Taape Tillmann, Smith Pamela H, Uchacz Tianna Helena
Columbia University - History, 511 Fayerweather Hall, MC 2509, 1180 Amsterdam Avenue, New York, NY, 10027, USA.
Ber Wiss. 2020 Sep;43(3):323-340. doi: 10.1002/bewi.202000004.
What are historians doing in the laboratory? Looking back over six years of collaborative work, researchers of the Making and Knowing Project at Columbia University discuss their experience with hands-on reconstruction as a historical method. This work engages practical forms of knowledge-from pigment-making to metal casting-recorded in the BnF Ms. Fr. 640, an anonymous French manuscript compiled in the later sixteenth century. Bodily encounters with materials and processes of the past offer insights into the material and mental worlds of early modern artists and artisans, and train the eye in the interpretation of historical objects. At the same time, reconstruction contributes to the interpretation of the text: it is only by attempting to implement the instructions of practical or recipe literature that these texts can be understood as vehicles of emergent knowledge that only fully manifests itself in the doing. Overall, our approach to reconstruction mirrors that of the anonymous author-practitioner, who explored a wide range of techniques through experimenting and writing.

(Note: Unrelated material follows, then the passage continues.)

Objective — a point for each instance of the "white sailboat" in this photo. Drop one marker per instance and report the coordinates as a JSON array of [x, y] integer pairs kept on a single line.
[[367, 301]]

历史学家在实验室里做什么?回顾六年的合作工作,哥伦比亚大学“制作与认知项目”的研究人员讨论了他们将亲身实践重建作为一种历史研究方法的经验。这项工作涉及各种实践知识形式——从颜料制作到金属铸造——这些知识记录在法国国家图书馆编号为Fr. 640的手稿中,这是一本16世纪后期编纂的匿名法国手稿。亲身接触过去的材料和工艺,能让我们深入了解早期现代艺术家和工匠的物质世界与精神世界,并训练我们解读历史文物的眼力。同时,重建工作有助于对文本的解读:只有尝试按照实践或食谱文献中的说明去做,这些文本才能被理解为新兴知识的载体,而这种知识只有在实践中才能完全展现出来。总体而言,我们的重建方法与那位匿名作者兼从业者的方法相呼应,后者通过实验和写作探索了广泛的技术。